В конце декабря рота Алексея Хворостова, выбив перед вечером немцев из деревни, там и заночевала. На всю деревеньку уцелело несколько изб, и в них набилось солдат по самую завязку. Утром командир дал дневку — набирайтесь сил, приводите себя в порядок.
Из разговора с хозяйкой избы Хворостов узнал, что в деревне уцелела школа, в которой жили гитлеровцы.
— Шибко бегли, немые! Не успели спалить.
По старой памяти Хворостову захотелось заглянуть в сельскую школу. Посмотреть на книжные шкафы, на парты, на классную доску, послушать, как звенит школьный звонок.
Наверно, потому, что он был учителем, все увиденное в школе потрясло его. Дело в конце концов не в том, что все в школе оказалось поломанным, разгромленным. И не в том, что в классах на полу толстым слоем — как в запущенной конюшне — лежала грязная, сбившаяся в тугой пласт солома. И не в том, что сожжены все столы и парты. Война есть война. Наивно думать, что гитлеровская солдатня проявит заботу о сохранении школьного имущества.
Хворостова потрясла явная и наглая циничность их действий. Сорвали тропининский портрет Пушкина и бросили у входа — вытирать ноги. Один класс превратили в отхожее место — не хотели или боялись выходить на мороз. Книги Толстого, Чехова, Горького, Маяковского изорваны без всякой нужды, для развлечения. Голубой школьный глобус проткнули и вырвали клок как раз на том месте, где размещается Советский Союз.
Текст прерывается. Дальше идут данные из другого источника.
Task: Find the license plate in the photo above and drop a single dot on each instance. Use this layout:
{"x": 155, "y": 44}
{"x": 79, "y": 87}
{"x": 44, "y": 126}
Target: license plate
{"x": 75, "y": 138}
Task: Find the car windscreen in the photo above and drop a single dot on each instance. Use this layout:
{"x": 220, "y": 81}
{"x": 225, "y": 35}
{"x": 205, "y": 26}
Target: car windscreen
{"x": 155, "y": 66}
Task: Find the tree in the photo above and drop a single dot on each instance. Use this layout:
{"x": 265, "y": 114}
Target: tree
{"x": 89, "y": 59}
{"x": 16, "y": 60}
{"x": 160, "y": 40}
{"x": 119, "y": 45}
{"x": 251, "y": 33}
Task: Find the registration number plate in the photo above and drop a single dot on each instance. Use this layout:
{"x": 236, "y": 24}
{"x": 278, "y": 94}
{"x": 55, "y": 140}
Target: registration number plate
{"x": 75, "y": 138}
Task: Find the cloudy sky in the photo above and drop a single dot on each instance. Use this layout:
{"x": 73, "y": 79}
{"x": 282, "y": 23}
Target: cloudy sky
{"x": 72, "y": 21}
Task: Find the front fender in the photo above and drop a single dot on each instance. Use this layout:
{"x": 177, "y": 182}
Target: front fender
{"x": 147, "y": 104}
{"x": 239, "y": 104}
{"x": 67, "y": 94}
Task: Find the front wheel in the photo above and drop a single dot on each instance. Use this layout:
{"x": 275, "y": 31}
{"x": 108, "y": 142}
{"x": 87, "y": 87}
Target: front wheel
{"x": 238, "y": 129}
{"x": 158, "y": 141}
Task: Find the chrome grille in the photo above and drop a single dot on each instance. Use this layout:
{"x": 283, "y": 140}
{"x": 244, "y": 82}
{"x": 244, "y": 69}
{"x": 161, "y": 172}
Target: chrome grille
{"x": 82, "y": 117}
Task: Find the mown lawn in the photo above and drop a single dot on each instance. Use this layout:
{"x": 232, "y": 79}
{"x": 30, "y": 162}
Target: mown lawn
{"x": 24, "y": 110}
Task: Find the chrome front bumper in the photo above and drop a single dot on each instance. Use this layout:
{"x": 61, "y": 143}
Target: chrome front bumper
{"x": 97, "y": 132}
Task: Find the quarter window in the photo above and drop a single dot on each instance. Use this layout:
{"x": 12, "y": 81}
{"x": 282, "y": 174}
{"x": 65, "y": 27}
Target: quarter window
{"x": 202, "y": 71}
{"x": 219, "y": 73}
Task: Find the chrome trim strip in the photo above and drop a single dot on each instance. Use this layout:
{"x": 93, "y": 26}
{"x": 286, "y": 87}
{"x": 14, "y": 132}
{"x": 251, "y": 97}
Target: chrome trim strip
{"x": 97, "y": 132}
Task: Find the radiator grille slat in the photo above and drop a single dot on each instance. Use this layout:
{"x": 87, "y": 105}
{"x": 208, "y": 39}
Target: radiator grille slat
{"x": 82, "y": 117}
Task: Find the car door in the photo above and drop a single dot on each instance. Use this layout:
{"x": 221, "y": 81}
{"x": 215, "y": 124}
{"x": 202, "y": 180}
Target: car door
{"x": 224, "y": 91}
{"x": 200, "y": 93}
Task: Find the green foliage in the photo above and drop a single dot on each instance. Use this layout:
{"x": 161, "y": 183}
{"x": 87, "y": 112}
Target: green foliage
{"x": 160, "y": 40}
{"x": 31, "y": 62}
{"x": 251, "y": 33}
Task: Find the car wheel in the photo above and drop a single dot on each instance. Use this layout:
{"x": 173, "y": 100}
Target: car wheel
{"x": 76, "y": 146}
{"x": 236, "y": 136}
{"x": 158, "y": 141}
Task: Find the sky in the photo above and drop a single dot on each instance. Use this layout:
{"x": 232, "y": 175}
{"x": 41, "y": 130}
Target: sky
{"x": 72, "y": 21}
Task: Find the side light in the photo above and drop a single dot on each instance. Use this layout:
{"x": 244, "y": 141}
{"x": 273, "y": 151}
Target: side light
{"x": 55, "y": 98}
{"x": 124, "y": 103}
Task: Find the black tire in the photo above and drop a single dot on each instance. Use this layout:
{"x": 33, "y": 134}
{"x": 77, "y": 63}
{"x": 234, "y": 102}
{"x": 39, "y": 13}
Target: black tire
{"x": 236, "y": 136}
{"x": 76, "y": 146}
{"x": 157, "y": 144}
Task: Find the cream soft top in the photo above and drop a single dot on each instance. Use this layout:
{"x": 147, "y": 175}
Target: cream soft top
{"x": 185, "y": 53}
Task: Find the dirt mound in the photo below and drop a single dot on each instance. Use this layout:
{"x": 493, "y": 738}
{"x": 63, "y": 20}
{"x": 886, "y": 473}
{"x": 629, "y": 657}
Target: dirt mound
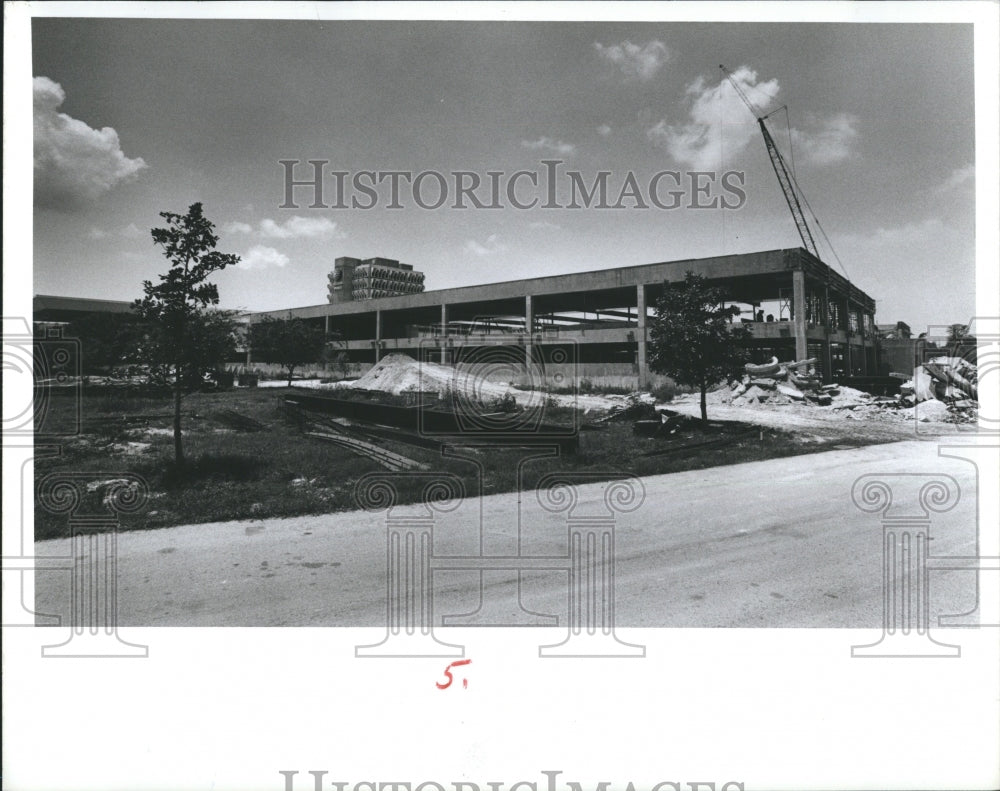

За полгода войны Хворостов, казалось, уже привык к горю, крови, смертям, пожарищам. Но картина наглого надругательства над всем тем, что было его жизнью, возмутила Хворостова. Все, что накапливалось в груди изо дня в день, нагнеталось, теперь спрессовалось, стало камнем, легло на сердце. Нельзя жить, дышать, ходить по земле, читать стихи и слушать музыку, пока не будет разгромлен фашистский зверь. Надо бить его, гнать и уничтожить в его собственном логове — в Берлине!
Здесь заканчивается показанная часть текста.